Este tipo de hantavírus pode ser mortal, mas não é altamente contagioso entre humanos. A doença tende a exigir contato próximo e prolongado com alguém que apresenta sintomas.

Até agora, principalmente a América os passageiros estão bem. Mas os sintomas podem durar muito tempo até 42 dias após a exposição aparecer, de acordo com o CDC.

“É apropriado ter cuidado”, disse Khan, “para monitorar essas pessoas por 42 dias (para garantir) que não fiquem doentes.

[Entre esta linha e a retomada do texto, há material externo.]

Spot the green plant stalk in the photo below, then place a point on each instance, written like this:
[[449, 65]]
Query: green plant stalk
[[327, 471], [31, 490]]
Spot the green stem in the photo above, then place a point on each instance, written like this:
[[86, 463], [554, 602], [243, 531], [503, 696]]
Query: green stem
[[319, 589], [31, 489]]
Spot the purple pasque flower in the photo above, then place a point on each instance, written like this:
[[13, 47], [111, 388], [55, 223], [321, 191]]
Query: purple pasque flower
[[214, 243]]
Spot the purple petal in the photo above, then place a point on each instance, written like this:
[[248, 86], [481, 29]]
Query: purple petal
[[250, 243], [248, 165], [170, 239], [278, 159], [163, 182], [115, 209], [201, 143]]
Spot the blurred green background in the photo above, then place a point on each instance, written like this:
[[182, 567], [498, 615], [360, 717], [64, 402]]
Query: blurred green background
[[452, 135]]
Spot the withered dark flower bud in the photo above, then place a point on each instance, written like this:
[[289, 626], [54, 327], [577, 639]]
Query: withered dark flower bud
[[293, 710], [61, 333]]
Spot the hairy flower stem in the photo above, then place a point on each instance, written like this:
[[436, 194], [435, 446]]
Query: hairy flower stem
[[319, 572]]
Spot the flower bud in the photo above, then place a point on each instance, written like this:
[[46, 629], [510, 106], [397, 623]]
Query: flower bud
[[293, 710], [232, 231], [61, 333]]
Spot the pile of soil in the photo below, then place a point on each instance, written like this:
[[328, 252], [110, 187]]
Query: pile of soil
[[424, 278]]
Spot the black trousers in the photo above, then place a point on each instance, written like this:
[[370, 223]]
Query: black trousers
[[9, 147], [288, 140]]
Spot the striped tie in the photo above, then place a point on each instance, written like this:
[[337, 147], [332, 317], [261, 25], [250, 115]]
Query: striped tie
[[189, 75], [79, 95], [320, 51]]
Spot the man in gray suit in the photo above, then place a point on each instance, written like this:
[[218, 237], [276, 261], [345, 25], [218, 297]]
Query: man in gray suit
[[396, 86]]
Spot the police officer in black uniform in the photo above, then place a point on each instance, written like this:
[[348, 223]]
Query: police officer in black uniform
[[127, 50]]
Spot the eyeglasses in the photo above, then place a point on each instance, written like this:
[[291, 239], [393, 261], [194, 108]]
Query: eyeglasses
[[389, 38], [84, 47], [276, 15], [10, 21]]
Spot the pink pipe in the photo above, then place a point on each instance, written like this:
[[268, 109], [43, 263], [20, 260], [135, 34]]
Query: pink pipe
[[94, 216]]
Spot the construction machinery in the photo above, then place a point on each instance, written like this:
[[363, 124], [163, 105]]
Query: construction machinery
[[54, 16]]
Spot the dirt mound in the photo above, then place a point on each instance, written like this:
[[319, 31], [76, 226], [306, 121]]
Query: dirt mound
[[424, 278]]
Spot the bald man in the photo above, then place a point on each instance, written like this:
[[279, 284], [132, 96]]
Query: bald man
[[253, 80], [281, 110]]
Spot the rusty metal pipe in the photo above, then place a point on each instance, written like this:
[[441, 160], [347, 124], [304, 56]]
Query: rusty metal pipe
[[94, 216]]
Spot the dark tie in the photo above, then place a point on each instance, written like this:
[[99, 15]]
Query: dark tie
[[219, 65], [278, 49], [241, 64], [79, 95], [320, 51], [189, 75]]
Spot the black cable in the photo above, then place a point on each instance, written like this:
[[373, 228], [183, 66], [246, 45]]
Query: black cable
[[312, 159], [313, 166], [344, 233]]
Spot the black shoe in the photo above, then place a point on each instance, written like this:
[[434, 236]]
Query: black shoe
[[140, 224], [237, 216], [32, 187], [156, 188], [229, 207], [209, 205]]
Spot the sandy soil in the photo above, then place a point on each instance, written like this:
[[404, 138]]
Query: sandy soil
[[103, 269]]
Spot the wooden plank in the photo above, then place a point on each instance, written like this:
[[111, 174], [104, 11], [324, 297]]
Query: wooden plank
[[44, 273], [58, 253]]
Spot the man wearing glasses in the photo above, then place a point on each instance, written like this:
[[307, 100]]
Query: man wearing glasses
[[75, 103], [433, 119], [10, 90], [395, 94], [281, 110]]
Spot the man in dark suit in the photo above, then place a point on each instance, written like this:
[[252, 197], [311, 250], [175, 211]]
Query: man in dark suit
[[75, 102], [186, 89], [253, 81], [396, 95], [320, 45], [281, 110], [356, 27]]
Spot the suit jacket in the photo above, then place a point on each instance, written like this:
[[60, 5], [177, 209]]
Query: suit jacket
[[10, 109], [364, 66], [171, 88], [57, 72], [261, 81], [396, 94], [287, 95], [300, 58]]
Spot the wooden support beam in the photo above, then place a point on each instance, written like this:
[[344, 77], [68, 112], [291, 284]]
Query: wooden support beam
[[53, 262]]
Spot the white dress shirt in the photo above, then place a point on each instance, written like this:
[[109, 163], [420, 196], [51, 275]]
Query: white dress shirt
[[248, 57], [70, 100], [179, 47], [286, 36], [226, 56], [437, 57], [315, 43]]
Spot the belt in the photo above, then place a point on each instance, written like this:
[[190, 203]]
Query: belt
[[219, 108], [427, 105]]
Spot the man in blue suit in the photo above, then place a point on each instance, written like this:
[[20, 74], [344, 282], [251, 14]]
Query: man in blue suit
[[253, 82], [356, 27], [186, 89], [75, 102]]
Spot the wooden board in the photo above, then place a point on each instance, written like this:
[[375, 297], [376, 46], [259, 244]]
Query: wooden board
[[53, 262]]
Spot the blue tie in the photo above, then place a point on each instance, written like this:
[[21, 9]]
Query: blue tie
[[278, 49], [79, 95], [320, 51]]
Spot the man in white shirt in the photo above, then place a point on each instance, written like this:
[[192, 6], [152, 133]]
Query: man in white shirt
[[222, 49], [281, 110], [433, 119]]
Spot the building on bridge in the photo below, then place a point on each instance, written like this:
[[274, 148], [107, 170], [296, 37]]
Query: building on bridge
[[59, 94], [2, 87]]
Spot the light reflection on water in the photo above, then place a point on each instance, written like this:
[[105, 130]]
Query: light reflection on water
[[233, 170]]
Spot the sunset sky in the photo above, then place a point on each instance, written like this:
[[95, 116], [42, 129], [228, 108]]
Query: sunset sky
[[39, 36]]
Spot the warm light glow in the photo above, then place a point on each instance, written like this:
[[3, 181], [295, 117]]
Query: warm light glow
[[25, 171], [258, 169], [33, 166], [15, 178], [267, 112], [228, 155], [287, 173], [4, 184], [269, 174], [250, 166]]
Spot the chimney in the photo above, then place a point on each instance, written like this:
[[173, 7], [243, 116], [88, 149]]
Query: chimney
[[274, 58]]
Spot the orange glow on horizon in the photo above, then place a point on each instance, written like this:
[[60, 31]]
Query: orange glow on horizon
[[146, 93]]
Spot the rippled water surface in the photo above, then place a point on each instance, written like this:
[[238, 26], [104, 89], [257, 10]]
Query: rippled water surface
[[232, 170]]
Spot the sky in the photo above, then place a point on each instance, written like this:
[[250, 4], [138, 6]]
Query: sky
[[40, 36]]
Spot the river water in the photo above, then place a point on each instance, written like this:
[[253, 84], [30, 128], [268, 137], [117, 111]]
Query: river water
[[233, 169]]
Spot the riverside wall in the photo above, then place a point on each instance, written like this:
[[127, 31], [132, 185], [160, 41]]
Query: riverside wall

E se ficarem doentes durante esses 42 dias, certifique-se de colocá-las em isolamento.”

Autoridades de saúde disseram que todos os passageiros dos EUA serão examinados clinicamente na chegada, embora não sejam oficialmente colocados em quarentena. Eles sugeriram que alguns passageiros pudessem continuar o monitoramento em casa, com check-ins diários do departamento de saúde.

Estiveram presentes sete passageiros norte-americanos que haviam deixado o navio de cruzeiro anteriormente monitorado em vários estadosincluindo Texas, Califórnia, Geórgia e Virgínia.

Especialistas em saúde pública fizeram exatamente isso levantar o alarme o que eles consideram como a resposta pública silenciosa do governo dos EUA ao surto.

Lawrence Gostin, professor de direito global da saúde na Universidade de Georgetown, disse que a resposta dos Estados Unidos foi fragmentada, desarticulada e adiada durante semanas, mas que finalmente estava se unindo. “O CDC está fora de ação há muito tempo”, disse ele. “Antes tarde do que nunca – mas é tarde demais.”

Respondendo ao pedido de comentário da NPR, Emily Hilliard, porta-voz do Departamento de Saúde e Serviços Humanos: “Esta afirmação é completamente imprecisa. O governo dos EUA está conduzindo uma resposta interagências coordenada liderada pelo Departamento de Estado. O HHS, por meio da ASPR (Administração para Preparação e Resposta Estratégica) e CDC, apoia esforços para proteger a saúde e a segurança dos cidadãos dos EUA, incluindo repatriação, avaliações médicas e orientação de saúde pública.”

Ele descreveu ainda as atividades de resposta do CDC, incluindo o estabelecimento de um Centro de Operações de Emergência, o envio de equipes para as Ilhas Canárias e Nebraska e a notificação dos departamentos estaduais de saúde sobre o retorno de viajantes dos EUA.

Muitas destas actividades ocorreram recentemente, e Gostin concordou que o governo dos EUA está agora a tomar medidas activas para garantir que os passageiros, as suas famílias e as comunidades para onde regressam estejam seguros.

Mas desta vez as autoridades de saúde tiveram sorte: o vírus andino não é muito contagioso e as autoridades de saúde dizem que o surto provavelmente será contido. A forma como a América lidou com este episódio mostra lacunas gritantes na preparação para uma pandemia. Gostin disse: “Se este fosse um vírus altamente contagioso, você pode imaginar em que tipo de caos estaríamos agora”.

Gostin disse que os EUA deveriam investir mais na prevenção, contenção e contenção de doenças infecciosas.